Houellebecq n’a pas de coquetterie d’auteur, il laisse à Jean-Louis la liberté de couper ou de changer ses mots, de les mettre au service de la chanson. Ni le musicien, ni le chanteur n’en feront rien, pas même une virgule ne bougera. L’album a été écrit en 10 jours, 8 mois ensuite pour le réaliser, « mais tout était dans les maquettes, se souvient Aubert, je n’ai pas fait de ratures, pas cherché 2 musiques pour une chanson.
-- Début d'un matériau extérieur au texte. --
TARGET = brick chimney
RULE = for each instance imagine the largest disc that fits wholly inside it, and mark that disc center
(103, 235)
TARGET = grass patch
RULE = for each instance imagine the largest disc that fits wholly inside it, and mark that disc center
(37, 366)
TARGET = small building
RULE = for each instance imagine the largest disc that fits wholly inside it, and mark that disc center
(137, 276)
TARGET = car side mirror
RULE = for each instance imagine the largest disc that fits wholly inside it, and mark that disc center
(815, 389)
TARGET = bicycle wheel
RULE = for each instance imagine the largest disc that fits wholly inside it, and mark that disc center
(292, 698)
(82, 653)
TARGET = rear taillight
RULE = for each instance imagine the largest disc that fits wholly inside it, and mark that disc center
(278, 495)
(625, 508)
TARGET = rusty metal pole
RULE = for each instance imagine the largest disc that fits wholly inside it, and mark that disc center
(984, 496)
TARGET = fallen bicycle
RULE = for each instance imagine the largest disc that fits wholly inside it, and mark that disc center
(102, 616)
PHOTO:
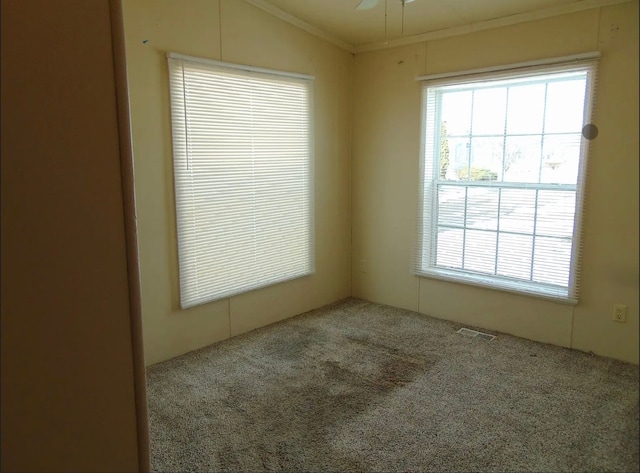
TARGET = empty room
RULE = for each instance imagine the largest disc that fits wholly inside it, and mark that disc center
(366, 384)
(321, 235)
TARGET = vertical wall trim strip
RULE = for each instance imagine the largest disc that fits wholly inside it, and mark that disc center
(129, 204)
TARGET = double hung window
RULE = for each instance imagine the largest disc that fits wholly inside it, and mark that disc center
(242, 154)
(502, 179)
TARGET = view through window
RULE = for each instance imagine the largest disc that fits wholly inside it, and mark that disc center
(503, 172)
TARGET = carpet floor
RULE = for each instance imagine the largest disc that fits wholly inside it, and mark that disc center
(358, 386)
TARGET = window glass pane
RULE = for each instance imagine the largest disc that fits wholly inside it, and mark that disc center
(517, 210)
(514, 255)
(522, 158)
(486, 160)
(456, 112)
(555, 213)
(552, 258)
(526, 109)
(459, 155)
(480, 251)
(451, 202)
(561, 158)
(482, 208)
(489, 107)
(449, 253)
(507, 183)
(565, 106)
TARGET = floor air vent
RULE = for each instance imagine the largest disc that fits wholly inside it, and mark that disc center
(474, 333)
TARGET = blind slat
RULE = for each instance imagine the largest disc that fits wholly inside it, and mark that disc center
(242, 176)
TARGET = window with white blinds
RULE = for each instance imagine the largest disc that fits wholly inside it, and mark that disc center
(242, 153)
(503, 172)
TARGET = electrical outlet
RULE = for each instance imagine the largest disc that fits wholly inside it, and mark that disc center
(620, 313)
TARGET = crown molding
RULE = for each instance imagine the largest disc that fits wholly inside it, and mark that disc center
(303, 25)
(573, 7)
(580, 5)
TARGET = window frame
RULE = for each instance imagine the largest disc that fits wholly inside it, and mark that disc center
(184, 166)
(424, 260)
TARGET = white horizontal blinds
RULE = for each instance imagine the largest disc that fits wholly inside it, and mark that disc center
(242, 171)
(504, 164)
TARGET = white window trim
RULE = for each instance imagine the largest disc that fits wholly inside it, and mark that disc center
(533, 289)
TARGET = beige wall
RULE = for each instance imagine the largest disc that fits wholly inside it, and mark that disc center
(68, 398)
(232, 31)
(386, 144)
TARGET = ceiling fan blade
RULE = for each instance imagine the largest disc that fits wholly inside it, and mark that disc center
(366, 4)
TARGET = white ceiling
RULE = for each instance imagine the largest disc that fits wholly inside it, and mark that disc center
(341, 23)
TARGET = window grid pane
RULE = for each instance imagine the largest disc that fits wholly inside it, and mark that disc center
(507, 160)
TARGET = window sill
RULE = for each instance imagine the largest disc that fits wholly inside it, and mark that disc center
(550, 293)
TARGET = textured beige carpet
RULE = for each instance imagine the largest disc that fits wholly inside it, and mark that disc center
(358, 386)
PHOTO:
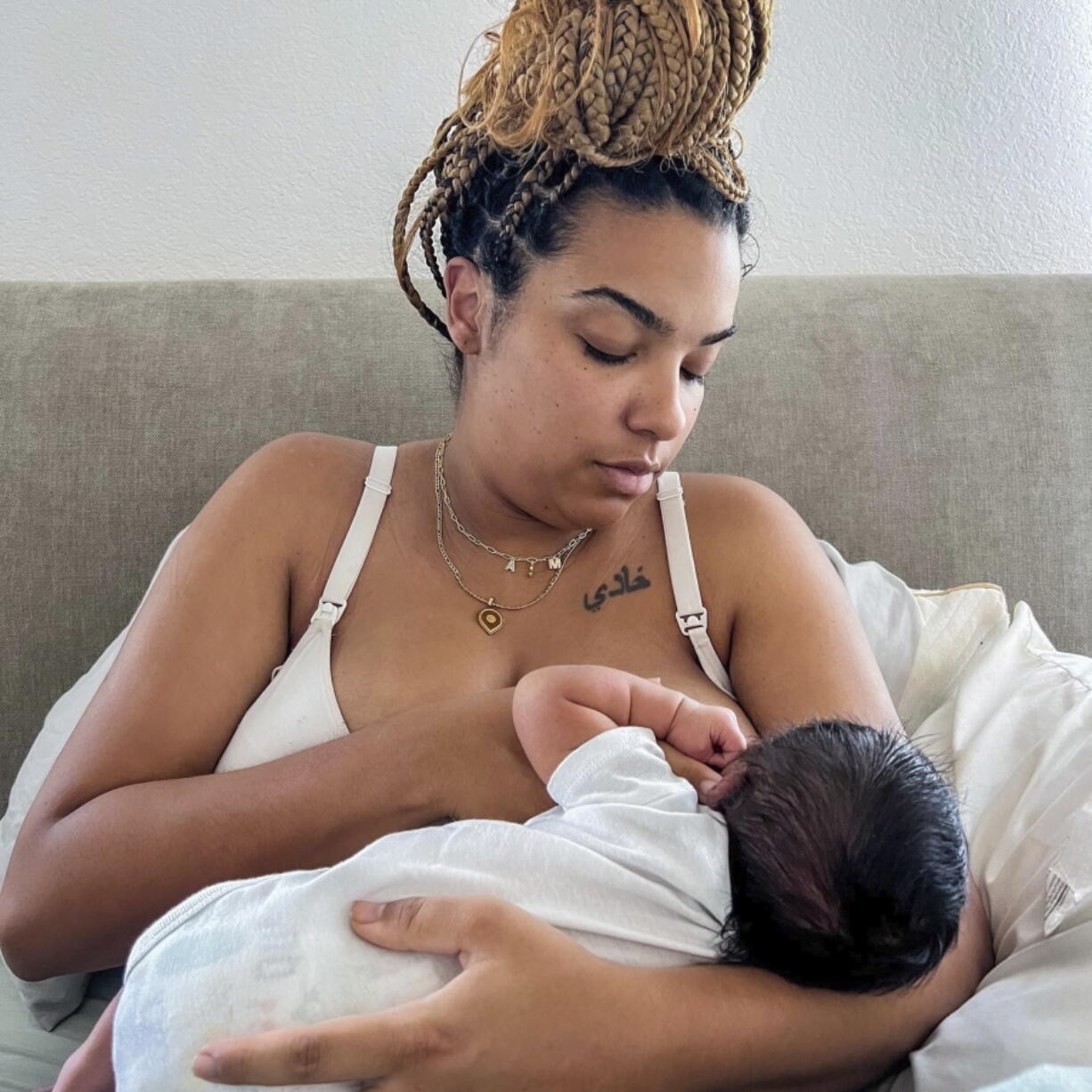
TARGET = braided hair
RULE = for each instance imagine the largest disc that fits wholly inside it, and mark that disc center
(583, 96)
La moitié des voix qu’on entend, c’est la première prise : je chante sur une guitare, le bouquin à la main. C’est comme si je n’avais rien eu à faire. D’ailleurs, j’ai très peu débordé, j’ai prolongé seulement quelques chansons. Je n’ai eu qu’à reproduire ce que j’entendais : une grande musicalité dans ses mots. Jamais de répétition, plus même de refrain, ce truc qu’on a souvent dans la chanson, chaque phrase met une claque à la précédente. Les mots ont cette rondeur, quelque chose d’apparemment simple et de très doux dans les sonorités qui m’émeut beaucoup. Et en même temps on est un peu dans le Rubik’s Cube, parce que ce sont souvent des alexandrins ou des octosyllabes, du grand classique, et c’est traité avec une rigueur maniaque, à l’ancienne. Quand on a le même nombre de pieds, ça donne tout de suite du rythme. »

Le 26 août à 08:28, Michel Houellebecq écrit dans un mail à Jean-Louis Aubert : « ce qu’il y a, c’est que ta voix va ». Saurait-on mieux dire ?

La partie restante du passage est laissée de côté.